North America is pretty good at mixing things together. We have ice cream pizza, solving what once was a pressing binary question – “ice cream or pizza first?” – with Option C: both! Can’t decide whether you want hard or soft shells, mild or fire-hose diarrhea, burritos or tacos? Taco Bell’s got your back; throw it all in a wrap and you can have all of those things in one cheap, delicious, and convenient package. Want to give the illusion of eating right but not lose a single ounce? High calorie salad dressing is your friend. Want to hear a bunch of metal bands you probably like chopped up and thrown together in some sort of audial stir fry? The Revenge-y titled Hope Misery Death is here, it’s Pestifere, and now I’m going to write about it.
While the whole “defying genre classification” deal the press release pushed is about as original and convincing as getting horrendous piercings, dying your hair blue, and saying you’re smashing beauty standards, Pestifere do their best to bring various elements of metal together successfully in their own way. At base, Hope Misery Death is melodic black metal; you’ll hear a firm backbone of Storm of the Light’s Bane and newer Watain. Also included are plenty of references to Opeth’s stuff both light and heavy, along with the thrashy nature of a band like Aura Noir. Many riffs remind me of Blasphemer’s stint in Mayhem as well, and Dawn’s Slaughtersun seems to have influenced some of the melodies too.
While the “Night’s Blood” influence initially sounds a bit overbearing, “Cormorant Tree” sees Pestifere swiftly move to graze in other influential pastures by bringing in some good guitar work that could’ve appeared on Wolf’s Lair Abyss and a solo that reminded me of the “Waters of Ain” conclusion, all merged together in such a way as to not sound jarring. Mid-album interlude “Dispirit” and outro “To Those Who Lost Their Home” happily remind me of Heritage and the pleasant acoustic bits on the last Agalloch record in their prettiness, respectively. “Mine is a Strange Prison” begins on what sounds like an Aura Noir played by Toxic Holocaust and transitions oddly well to a stomping riff that reminds me of Watain with a touch of Inquisition. Following this, Pestifere goes full-on melo-death a la In Flames with hints of Dissection, and the song is fairly well-done and enjoyable overall, easily the best song on the record.

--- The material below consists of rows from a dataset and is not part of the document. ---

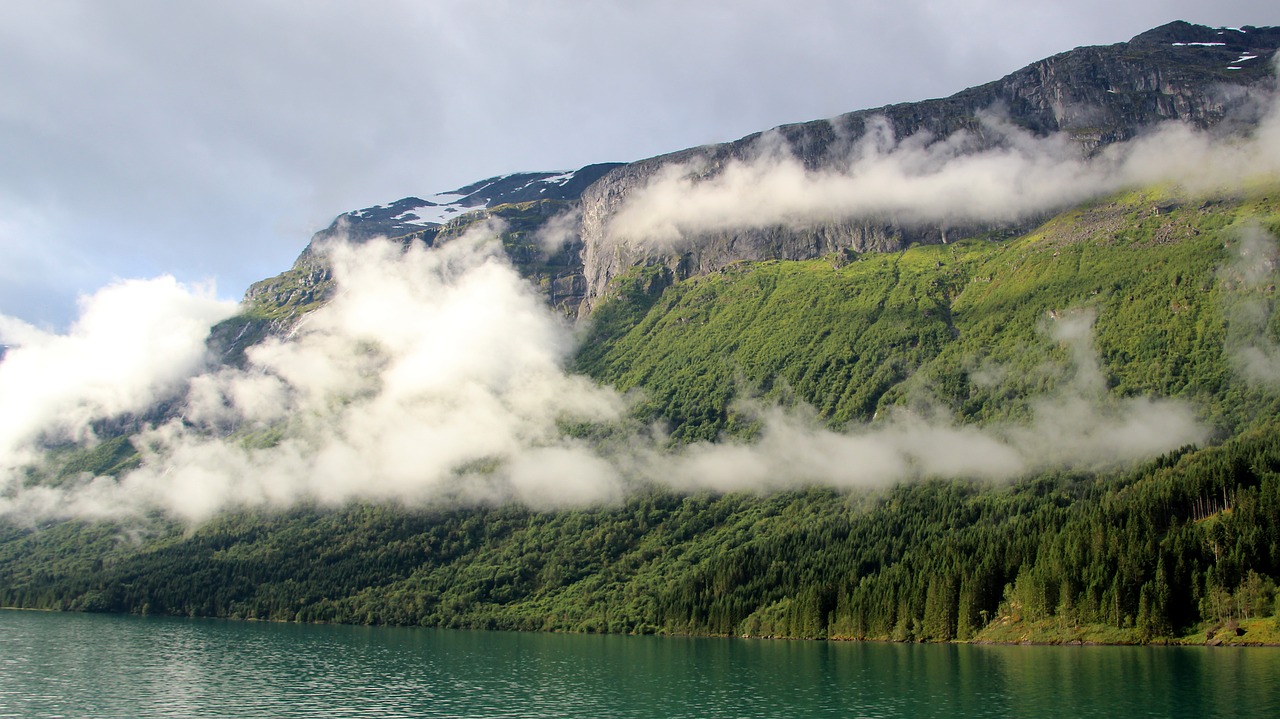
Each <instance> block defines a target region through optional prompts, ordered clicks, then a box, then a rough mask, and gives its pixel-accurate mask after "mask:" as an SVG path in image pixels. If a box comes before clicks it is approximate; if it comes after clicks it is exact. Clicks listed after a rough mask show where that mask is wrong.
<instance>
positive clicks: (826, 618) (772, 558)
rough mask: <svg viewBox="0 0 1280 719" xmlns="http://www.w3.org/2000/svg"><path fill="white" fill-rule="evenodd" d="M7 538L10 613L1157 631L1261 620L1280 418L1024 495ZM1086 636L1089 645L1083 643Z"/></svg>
mask: <svg viewBox="0 0 1280 719" xmlns="http://www.w3.org/2000/svg"><path fill="white" fill-rule="evenodd" d="M129 531H131V527H128V526H109V525H101V523H79V522H65V523H58V525H52V526H49V527H45V528H41V530H38V531H31V530H18V528H14V527H10V528H8V530H6V531H5V536H4V537H0V539H3V541H0V548H3V550H0V573H3V574H0V576H3V577H4V580H5V581H4V582H3V583H0V603H3V604H4V605H19V606H38V608H56V609H77V610H96V612H132V613H166V614H188V615H212V617H241V618H264V619H283V620H306V622H310V620H326V622H355V623H390V624H429V626H447V627H483V628H508V629H561V631H600V632H603V631H609V632H677V633H686V632H687V633H716V635H724V633H735V635H736V633H749V635H755V636H787V637H849V638H891V640H923V641H929V640H952V638H959V640H970V638H974V637H975V636H978V633H979V632H980V631H983V628H984V627H987V626H988V624H998V623H1001V622H1005V623H1007V622H1016V620H1033V622H1034V620H1041V619H1053V622H1055V626H1056V627H1057V628H1059V629H1060V633H1059V635H1057V638H1064V640H1069V638H1071V637H1074V636H1076V635H1075V632H1080V631H1084V629H1082V627H1083V628H1085V629H1088V628H1091V627H1093V628H1097V627H1111V628H1114V629H1116V631H1117V632H1116V633H1115V635H1111V638H1117V640H1121V641H1126V640H1128V641H1135V640H1152V638H1160V637H1170V636H1175V635H1179V633H1183V632H1187V631H1189V629H1192V628H1194V627H1196V626H1198V624H1201V623H1202V622H1207V623H1210V624H1228V623H1230V622H1233V620H1239V619H1243V618H1253V617H1267V615H1271V614H1272V612H1274V595H1275V581H1274V580H1275V577H1276V576H1277V571H1280V427H1277V426H1275V425H1268V426H1266V427H1263V429H1258V430H1254V431H1251V432H1247V434H1244V435H1242V436H1240V438H1236V439H1234V440H1231V441H1229V443H1225V444H1224V445H1221V446H1215V448H1210V449H1204V450H1197V452H1187V453H1183V454H1180V455H1170V457H1166V458H1162V459H1161V461H1157V462H1153V463H1151V464H1149V466H1146V467H1143V468H1140V470H1138V471H1133V472H1126V473H1120V475H1114V476H1106V477H1097V476H1083V475H1082V476H1078V475H1046V476H1041V477H1037V478H1034V480H1030V481H1025V482H1020V484H1018V485H1014V486H988V485H980V484H970V482H925V484H919V485H901V486H896V487H890V489H884V490H878V491H861V493H837V491H833V490H827V489H817V487H810V489H803V490H794V491H790V493H782V494H777V495H771V496H755V495H746V494H728V495H718V496H717V495H696V496H681V495H677V494H673V493H669V491H662V490H657V489H652V490H649V491H645V493H640V494H637V495H635V496H632V498H631V499H630V500H628V502H627V503H626V504H625V505H622V507H618V508H611V509H598V510H579V512H556V513H539V512H530V510H527V509H522V508H518V507H500V508H489V509H466V510H463V509H458V510H447V512H410V510H404V509H397V508H390V507H352V508H349V509H346V510H330V512H324V510H297V512H293V513H289V514H257V513H250V514H236V516H225V517H221V518H219V519H216V521H214V522H211V523H209V525H206V526H204V527H201V528H198V530H196V531H193V532H189V533H186V532H183V530H182V528H178V527H169V526H165V525H164V523H163V522H157V523H156V525H154V526H152V527H151V528H150V532H151V533H150V536H145V537H141V536H131V535H128V532H129ZM1080 636H1083V635H1080Z"/></svg>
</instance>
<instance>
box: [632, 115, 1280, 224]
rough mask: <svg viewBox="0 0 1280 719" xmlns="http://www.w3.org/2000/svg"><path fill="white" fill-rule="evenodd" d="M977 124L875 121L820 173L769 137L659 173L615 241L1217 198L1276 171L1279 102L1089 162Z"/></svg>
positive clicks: (967, 216)
mask: <svg viewBox="0 0 1280 719" xmlns="http://www.w3.org/2000/svg"><path fill="white" fill-rule="evenodd" d="M979 122H980V130H979V132H978V133H973V132H959V133H955V134H952V136H950V137H946V138H937V137H933V136H931V134H928V133H918V134H913V136H909V137H905V138H899V137H896V136H895V130H893V128H892V127H891V125H890V123H888V120H887V119H884V118H883V116H879V118H874V119H872V120H870V122H869V123H868V129H867V132H865V133H864V134H863V136H861V137H860V138H859V139H858V141H856V142H855V143H852V146H851V150H850V151H849V152H847V155H846V156H845V157H844V160H842V161H838V162H836V165H835V166H831V168H827V169H820V170H812V169H806V168H805V166H804V164H803V162H801V161H800V160H799V159H797V157H795V155H794V154H792V152H791V150H790V147H788V146H787V143H786V141H785V139H783V138H782V137H781V136H780V134H778V133H776V132H772V133H765V134H764V136H763V137H762V138H760V139H759V141H758V142H756V146H755V148H754V150H755V152H754V156H753V157H751V159H750V160H745V161H741V160H733V161H730V162H727V164H726V165H724V166H723V168H721V169H719V170H718V171H714V173H708V169H707V166H705V161H699V160H695V161H690V162H681V164H671V165H667V166H664V168H662V169H660V170H659V171H658V173H657V174H655V175H654V177H653V178H652V179H650V180H649V183H648V184H646V186H645V187H644V188H641V189H640V191H639V192H635V193H634V194H632V196H631V197H630V198H628V200H627V201H626V202H625V203H623V205H622V207H621V209H620V210H618V211H617V214H616V215H614V216H613V217H612V219H611V223H609V225H608V234H609V237H611V238H612V239H614V241H618V242H626V243H631V244H646V246H650V247H657V248H671V247H675V246H680V244H682V243H687V242H691V241H692V238H695V237H696V235H699V234H704V233H710V232H718V230H733V229H748V228H763V226H776V225H788V226H810V225H814V224H819V223H828V221H837V220H847V219H877V220H888V221H896V223H900V224H904V225H932V226H943V228H946V226H948V225H973V224H975V223H982V224H987V223H995V224H1006V223H1012V221H1016V220H1023V219H1027V217H1032V216H1036V215H1039V214H1043V212H1047V211H1051V210H1055V209H1059V207H1064V206H1069V205H1073V203H1076V202H1080V201H1083V200H1087V198H1091V197H1098V196H1102V194H1107V193H1111V192H1116V191H1119V189H1123V188H1125V187H1135V186H1144V184H1152V183H1164V182H1174V183H1179V184H1181V186H1184V187H1187V188H1188V189H1190V191H1208V189H1221V188H1230V187H1238V186H1240V183H1243V182H1247V180H1248V179H1249V178H1253V177H1258V175H1274V174H1276V173H1280V102H1277V101H1275V100H1272V101H1271V106H1270V110H1268V111H1266V113H1265V116H1263V119H1262V120H1261V124H1260V125H1258V128H1257V129H1256V132H1253V134H1251V136H1249V137H1248V138H1215V137H1212V136H1210V134H1208V133H1204V132H1201V130H1197V129H1194V128H1192V127H1189V125H1185V124H1181V123H1165V124H1162V125H1158V127H1157V128H1153V129H1152V130H1151V132H1148V133H1146V134H1143V136H1140V137H1138V138H1135V139H1133V141H1129V142H1125V143H1117V145H1112V146H1108V147H1106V148H1105V150H1102V151H1101V152H1100V154H1097V155H1096V156H1092V157H1085V156H1083V154H1082V150H1080V146H1079V145H1078V143H1076V142H1075V141H1073V139H1071V138H1070V137H1069V136H1068V134H1065V133H1057V134H1051V136H1047V137H1036V136H1034V134H1032V133H1029V132H1028V130H1025V129H1023V128H1019V127H1016V125H1014V124H1011V123H1009V122H1007V120H1005V119H1004V118H1001V116H998V115H996V114H991V113H988V114H986V115H982V116H979ZM708 175H709V177H708Z"/></svg>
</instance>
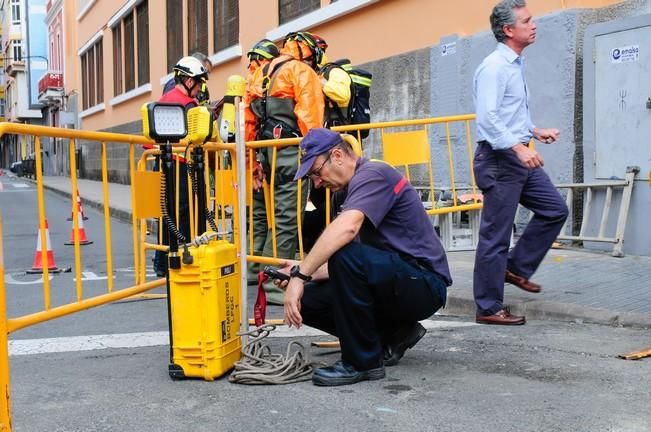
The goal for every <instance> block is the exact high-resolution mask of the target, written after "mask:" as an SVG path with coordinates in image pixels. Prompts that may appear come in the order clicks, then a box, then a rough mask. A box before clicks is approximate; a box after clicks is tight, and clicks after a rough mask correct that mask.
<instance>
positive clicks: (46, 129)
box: [0, 123, 165, 431]
mask: <svg viewBox="0 0 651 432" xmlns="http://www.w3.org/2000/svg"><path fill="white" fill-rule="evenodd" d="M5 134H15V135H23V136H33V137H34V146H35V156H36V160H35V164H36V168H35V177H36V189H37V202H38V220H39V232H40V234H41V239H42V242H43V244H42V247H41V249H42V251H41V259H42V262H43V278H42V280H43V310H41V311H38V312H35V313H31V314H27V315H23V316H18V317H13V318H8V317H7V308H6V297H5V277H4V263H3V254H2V244H1V242H2V229H1V227H2V224H1V221H0V335H1V336H0V337H1V339H0V391H3V395H2V397H0V431H11V414H10V393H9V354H8V335H9V334H11V333H12V332H15V331H17V330H19V329H22V328H25V327H28V326H32V325H35V324H38V323H42V322H44V321H48V320H52V319H55V318H59V317H62V316H66V315H70V314H72V313H75V312H79V311H83V310H86V309H90V308H93V307H95V306H100V305H103V304H107V303H110V302H114V301H117V300H122V299H125V298H127V297H131V296H133V295H136V294H140V293H143V292H146V291H149V290H151V289H154V288H157V287H161V286H164V285H165V279H158V280H154V281H150V282H145V281H144V274H143V277H140V274H139V272H138V271H135V284H134V285H133V286H131V287H126V288H123V289H119V290H115V287H114V285H113V284H114V282H113V273H114V269H113V256H112V254H113V252H112V242H111V223H110V220H111V219H110V208H109V190H108V164H107V148H106V147H107V143H108V142H112V143H121V144H124V145H128V146H129V157H130V164H129V168H130V178H131V183H132V185H134V184H135V174H136V170H135V146H136V145H143V144H152V143H151V142H150V141H148V140H146V139H145V138H143V137H142V136H136V135H124V134H115V133H105V132H88V131H79V130H74V129H58V128H51V127H45V126H32V125H24V124H16V123H0V137H2V136H3V135H5ZM43 137H50V138H64V139H69V140H70V144H69V146H70V147H69V154H70V173H71V174H70V176H71V186H72V195H71V196H72V197H73V199H74V197H76V196H77V193H78V186H77V175H76V173H77V171H76V157H75V153H76V152H75V147H76V146H75V143H76V141H77V140H88V141H95V142H97V143H98V144H99V145H100V154H101V169H102V191H103V198H104V208H103V213H104V225H105V245H106V249H105V253H106V262H107V265H106V272H107V287H106V293H105V294H100V295H96V296H93V297H89V298H84V295H83V286H82V273H81V270H82V267H81V266H82V257H81V249H80V239H79V223H78V220H79V219H78V217H77V216H78V207H77V206H75V205H73V206H72V209H73V215H72V216H73V217H72V221H73V239H74V261H75V267H74V274H75V279H76V281H75V292H76V296H75V297H76V301H74V302H72V303H69V304H64V305H60V306H57V307H52V304H51V295H50V277H49V267H50V265H49V263H48V256H47V250H48V245H47V238H48V236H47V235H46V225H45V219H46V208H45V200H44V187H43V175H42V173H43V161H42V159H41V139H42V138H43ZM135 197H136V190H135V187H132V197H131V198H132V205H133V206H134V208H137V206H136V204H135ZM133 222H134V223H133V250H134V256H133V259H134V269H136V270H137V269H139V267H140V266H141V265H144V264H143V262H144V261H143V260H142V258H143V257H142V255H140V254H139V253H138V251H139V239H138V235H137V229H136V228H137V220H136V212H135V211H134V212H133Z"/></svg>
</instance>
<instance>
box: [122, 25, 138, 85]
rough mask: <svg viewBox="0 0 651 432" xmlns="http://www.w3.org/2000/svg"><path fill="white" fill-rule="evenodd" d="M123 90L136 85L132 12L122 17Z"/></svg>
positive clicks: (135, 66)
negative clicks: (125, 15) (123, 44)
mask: <svg viewBox="0 0 651 432" xmlns="http://www.w3.org/2000/svg"><path fill="white" fill-rule="evenodd" d="M123 24H124V91H129V90H133V89H134V88H135V86H136V74H135V71H136V70H135V69H136V64H135V60H136V59H135V58H134V56H135V54H136V53H135V44H134V34H133V31H134V28H133V14H129V15H127V16H126V17H124V21H123Z"/></svg>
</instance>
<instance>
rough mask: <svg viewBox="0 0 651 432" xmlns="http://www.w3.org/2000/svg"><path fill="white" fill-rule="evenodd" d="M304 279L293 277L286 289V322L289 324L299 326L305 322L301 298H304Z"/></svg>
mask: <svg viewBox="0 0 651 432" xmlns="http://www.w3.org/2000/svg"><path fill="white" fill-rule="evenodd" d="M304 289H305V287H304V286H303V281H302V280H301V279H299V278H291V279H290V280H289V284H288V285H287V289H286V290H285V322H286V323H287V325H288V326H290V327H291V326H295V327H296V328H299V327H300V326H301V324H302V323H303V317H302V316H301V298H303V291H304Z"/></svg>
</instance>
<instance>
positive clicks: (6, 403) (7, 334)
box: [0, 215, 11, 432]
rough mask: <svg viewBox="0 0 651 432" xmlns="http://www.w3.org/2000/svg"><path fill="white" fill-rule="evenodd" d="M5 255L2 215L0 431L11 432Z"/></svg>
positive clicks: (0, 216) (1, 254) (0, 282)
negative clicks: (2, 227) (2, 240)
mask: <svg viewBox="0 0 651 432" xmlns="http://www.w3.org/2000/svg"><path fill="white" fill-rule="evenodd" d="M4 270H5V269H4V255H3V252H2V215H0V392H2V394H1V395H0V431H1V432H11V398H10V396H9V394H10V393H9V333H8V330H7V298H6V291H5V272H4Z"/></svg>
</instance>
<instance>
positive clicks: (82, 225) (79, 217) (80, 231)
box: [65, 212, 92, 246]
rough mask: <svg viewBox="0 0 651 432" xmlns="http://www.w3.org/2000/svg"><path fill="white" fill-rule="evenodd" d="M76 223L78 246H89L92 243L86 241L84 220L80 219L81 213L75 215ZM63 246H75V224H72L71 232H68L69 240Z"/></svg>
mask: <svg viewBox="0 0 651 432" xmlns="http://www.w3.org/2000/svg"><path fill="white" fill-rule="evenodd" d="M77 222H78V226H79V244H80V245H82V246H83V245H86V244H91V243H92V241H90V240H88V238H87V237H86V228H84V219H83V218H82V217H81V213H80V212H78V213H77ZM65 244H67V245H73V244H75V224H74V223H73V224H72V231H71V232H70V240H68V241H67V242H66V243H65Z"/></svg>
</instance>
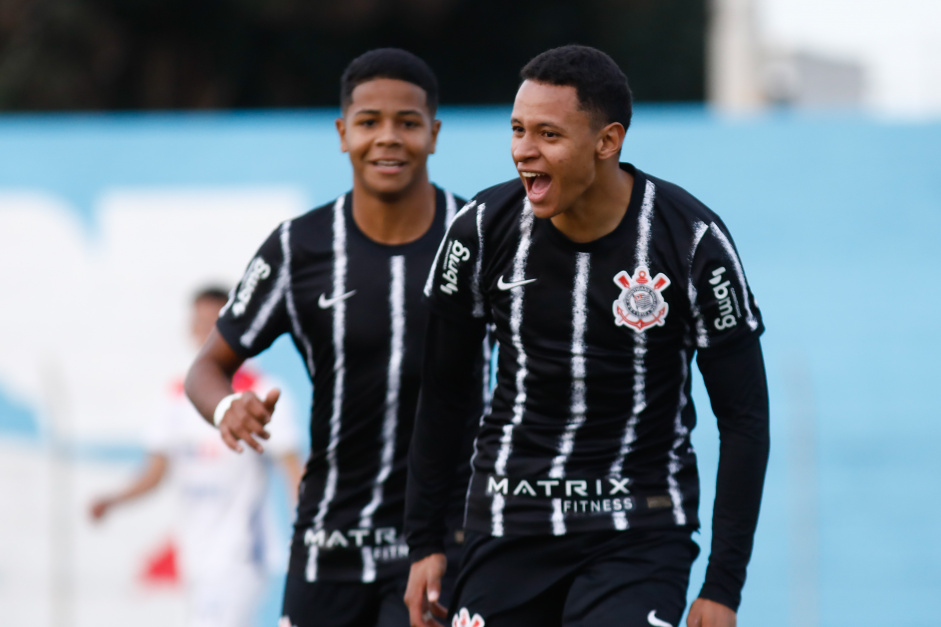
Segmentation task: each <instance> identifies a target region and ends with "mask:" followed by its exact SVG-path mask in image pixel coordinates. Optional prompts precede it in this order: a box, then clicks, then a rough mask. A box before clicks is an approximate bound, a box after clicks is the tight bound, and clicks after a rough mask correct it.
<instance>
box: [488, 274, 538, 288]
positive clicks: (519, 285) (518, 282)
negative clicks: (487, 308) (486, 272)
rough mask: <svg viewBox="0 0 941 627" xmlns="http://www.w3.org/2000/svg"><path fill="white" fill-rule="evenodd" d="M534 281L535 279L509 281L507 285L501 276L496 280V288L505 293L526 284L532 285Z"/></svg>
mask: <svg viewBox="0 0 941 627" xmlns="http://www.w3.org/2000/svg"><path fill="white" fill-rule="evenodd" d="M535 280H536V279H523V280H522V281H511V282H509V283H507V282H506V281H504V280H503V277H502V276H501V277H500V278H499V279H497V288H498V289H501V290H503V291H504V292H505V291H506V290H511V289H513V288H514V287H519V286H520V285H526V284H527V283H532V282H533V281H535Z"/></svg>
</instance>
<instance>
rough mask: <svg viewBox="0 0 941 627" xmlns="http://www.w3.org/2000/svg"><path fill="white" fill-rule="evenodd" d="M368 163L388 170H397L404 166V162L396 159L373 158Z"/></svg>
mask: <svg viewBox="0 0 941 627" xmlns="http://www.w3.org/2000/svg"><path fill="white" fill-rule="evenodd" d="M370 163H371V164H372V165H373V166H375V167H377V168H379V169H380V170H382V171H388V172H397V171H399V170H401V169H402V168H404V167H405V162H404V161H399V160H398V159H375V160H373V161H370Z"/></svg>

Unfortunately, this is a record that’s really good on your first few listens, but you’ll come to the realization fairly quickly that Pestifere’s sound here is very much the sum of its parts, which are obvious cues and stylistic elements from other bands mashed together and performed adequately. You’ll notice I used “remind” and its variants a lot above, and that’s not due to a stunted lexicon; rather, I simply spent most of my time being reminded of the better bands whose musical “forms” Pestifere merely participated in, albeit competently enough. Second-rate participation in good things was why Plato disliked artists, and if he was alive today he wouldn’t be too enthused about this record. Take “Peregrine’s Timbre” for example: it has an extended midsection that may as well have been a Ghost Reveries outtake, and what follows narrowly avoids copyright infringement by speeding up the part of “Ghost of Perdition” that precedes Peter Lindgren’s solo. “Suffer the Day” sounds like a less interesting Pestilential Shadows getting jiggy with a less compelling Storm of the Light’s Bane, winding up mediocre overall. Then there’s “Tomb of Monumental Decay” and its bland, overextended ending, sounding like the Opeth strumming referenced above merged with toothless black metal. It’s definitely the sum of its parts, but said parts are irritatingly inferior versions of other sounds.
Pestifere is clearly a talented band, but their talents are tragically squandered by emulating better bands. They did well with production, keeping everything audible, pleasant, and not too loud except for the ride cymbal, which sounds absolutely terrible. On the first few listens, this all sounds very impressive due to how much is brought into the mix, and I’ll admit to being quite a fan during my first few spins. Around listen number five though, the cracks start to show; “where did I hear this before?” was a question I found myself repeatedly asking instead of enjoying the music, and the answers were generally present herein. Replay value was sadly all but annihilated thanks to this, and it’s a real shame because Pestifere can produce some good moments. It’s just really hard to care about said moments when you’ve heard most if not all of them done better elsewhere already. In short, Hope Misery Death is Competent Unfocused Forgettable.